Petr Sojka sojka at fi.muni.cz
Fri Mar 18 20:26:50 CET 2016

On Thu, Mar 17, 2016 at 06:42:41PM +0000, Arthur Reutenauer wrote:
>   I did moot the idea of enhancing the hyphenation algorithm with an
> equivalence table (I came across several use cases that would benefit
> from that), but someone would need to work on it, of course.
This idea, probably first articulated more than two decades ago
at EuroTeX (Arnhem), 1995, could be used in an etex-capable engine
using etex's \savinghyphcodes:
\begingroup \savinghyphcodes1
\lccode`\é=`\e % setting the equivalence table using \lccode,
               % mapping `\é to canonical character `\e
% input hyphenation patterns
I doubt it works in xetex with more than 256 character
equivalence classes needed for full Unicode, though.

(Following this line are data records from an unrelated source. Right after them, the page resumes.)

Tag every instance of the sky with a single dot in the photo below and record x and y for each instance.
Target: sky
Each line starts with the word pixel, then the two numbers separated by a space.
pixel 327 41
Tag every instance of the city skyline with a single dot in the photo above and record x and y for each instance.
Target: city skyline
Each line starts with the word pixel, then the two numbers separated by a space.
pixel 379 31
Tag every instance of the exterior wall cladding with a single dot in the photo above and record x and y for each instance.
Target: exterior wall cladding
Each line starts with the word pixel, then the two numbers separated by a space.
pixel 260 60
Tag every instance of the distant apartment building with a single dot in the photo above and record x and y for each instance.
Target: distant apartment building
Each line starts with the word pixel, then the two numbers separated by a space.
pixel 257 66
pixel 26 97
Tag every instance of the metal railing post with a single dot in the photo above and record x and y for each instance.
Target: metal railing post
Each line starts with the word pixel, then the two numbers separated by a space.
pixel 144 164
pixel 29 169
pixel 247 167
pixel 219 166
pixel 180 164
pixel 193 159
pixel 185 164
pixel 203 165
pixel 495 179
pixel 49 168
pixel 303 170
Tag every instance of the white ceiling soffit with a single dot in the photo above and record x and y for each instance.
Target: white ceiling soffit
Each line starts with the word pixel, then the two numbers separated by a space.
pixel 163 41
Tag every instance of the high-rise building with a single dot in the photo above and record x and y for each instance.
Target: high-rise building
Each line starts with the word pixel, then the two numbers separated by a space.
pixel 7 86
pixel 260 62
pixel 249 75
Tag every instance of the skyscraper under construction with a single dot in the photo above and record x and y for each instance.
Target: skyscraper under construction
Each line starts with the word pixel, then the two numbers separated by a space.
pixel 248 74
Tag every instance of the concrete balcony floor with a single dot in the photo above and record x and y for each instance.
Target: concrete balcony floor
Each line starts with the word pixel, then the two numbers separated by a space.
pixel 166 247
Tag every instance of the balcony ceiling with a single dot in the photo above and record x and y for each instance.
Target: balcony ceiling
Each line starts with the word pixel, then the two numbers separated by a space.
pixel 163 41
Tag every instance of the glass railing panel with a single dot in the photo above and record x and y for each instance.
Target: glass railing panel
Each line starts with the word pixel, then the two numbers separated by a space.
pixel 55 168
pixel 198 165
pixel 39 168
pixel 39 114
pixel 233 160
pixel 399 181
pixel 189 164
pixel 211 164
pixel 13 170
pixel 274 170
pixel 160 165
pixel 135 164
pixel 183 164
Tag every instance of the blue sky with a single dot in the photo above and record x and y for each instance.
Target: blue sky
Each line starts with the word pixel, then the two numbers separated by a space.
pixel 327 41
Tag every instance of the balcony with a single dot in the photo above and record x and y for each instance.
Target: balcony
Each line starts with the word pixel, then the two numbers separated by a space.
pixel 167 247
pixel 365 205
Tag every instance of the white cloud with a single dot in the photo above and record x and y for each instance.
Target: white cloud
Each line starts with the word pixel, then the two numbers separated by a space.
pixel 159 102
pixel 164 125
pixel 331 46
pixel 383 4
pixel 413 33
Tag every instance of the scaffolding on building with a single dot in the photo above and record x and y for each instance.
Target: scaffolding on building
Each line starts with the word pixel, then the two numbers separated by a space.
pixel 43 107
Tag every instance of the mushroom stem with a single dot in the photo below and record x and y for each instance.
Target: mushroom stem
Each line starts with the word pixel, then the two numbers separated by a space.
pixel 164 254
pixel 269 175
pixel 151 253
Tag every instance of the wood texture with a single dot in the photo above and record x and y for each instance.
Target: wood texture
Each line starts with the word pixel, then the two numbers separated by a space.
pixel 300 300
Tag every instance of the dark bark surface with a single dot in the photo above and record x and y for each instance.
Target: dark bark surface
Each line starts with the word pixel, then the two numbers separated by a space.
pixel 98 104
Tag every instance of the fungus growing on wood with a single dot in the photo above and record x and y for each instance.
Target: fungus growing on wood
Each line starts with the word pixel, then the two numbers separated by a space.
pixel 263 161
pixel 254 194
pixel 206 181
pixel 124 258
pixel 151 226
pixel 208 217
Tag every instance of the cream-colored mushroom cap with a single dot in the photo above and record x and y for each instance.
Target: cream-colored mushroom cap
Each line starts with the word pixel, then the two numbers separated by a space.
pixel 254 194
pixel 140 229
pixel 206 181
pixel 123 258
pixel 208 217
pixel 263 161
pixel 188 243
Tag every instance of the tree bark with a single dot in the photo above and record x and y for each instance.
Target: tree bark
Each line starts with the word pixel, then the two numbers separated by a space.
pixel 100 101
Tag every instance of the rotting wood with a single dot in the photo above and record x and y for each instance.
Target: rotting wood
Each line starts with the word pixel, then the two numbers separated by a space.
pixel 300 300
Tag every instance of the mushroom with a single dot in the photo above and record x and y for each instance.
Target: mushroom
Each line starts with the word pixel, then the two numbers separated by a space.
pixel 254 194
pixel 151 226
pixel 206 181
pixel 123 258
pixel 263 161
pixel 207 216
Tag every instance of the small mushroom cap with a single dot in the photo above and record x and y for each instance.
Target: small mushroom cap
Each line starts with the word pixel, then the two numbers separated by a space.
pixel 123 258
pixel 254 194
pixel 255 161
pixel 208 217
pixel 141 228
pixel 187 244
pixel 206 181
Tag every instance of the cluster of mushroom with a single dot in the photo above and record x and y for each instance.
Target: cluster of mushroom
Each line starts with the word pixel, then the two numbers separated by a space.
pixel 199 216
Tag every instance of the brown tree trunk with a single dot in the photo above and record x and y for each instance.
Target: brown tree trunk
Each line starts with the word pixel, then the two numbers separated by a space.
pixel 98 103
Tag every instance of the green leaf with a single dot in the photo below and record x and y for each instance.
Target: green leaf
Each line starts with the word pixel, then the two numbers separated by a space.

But it could be used for any set of languages/dialects 
with less than 256 characters/classes used in hyphenated words.
All the best,
> > although only the ones with oxia would be needed for
> > "properly encoded" classical greek
>   Sorry, no.  Ancient Greek is no more "properly encoded" using the
> characters in the U+1F00 range than with the ones in the block starting
> at U+0370.  According to everything I've heard on the subject, encoding
> two series of characters for that diacritic, whatever we call it, was
> simply a mistake and they should really be considered completely
> equivalent (that's why they're canonically equivalent in Unicode, of
> course).
> 	Best,
> 		Arthur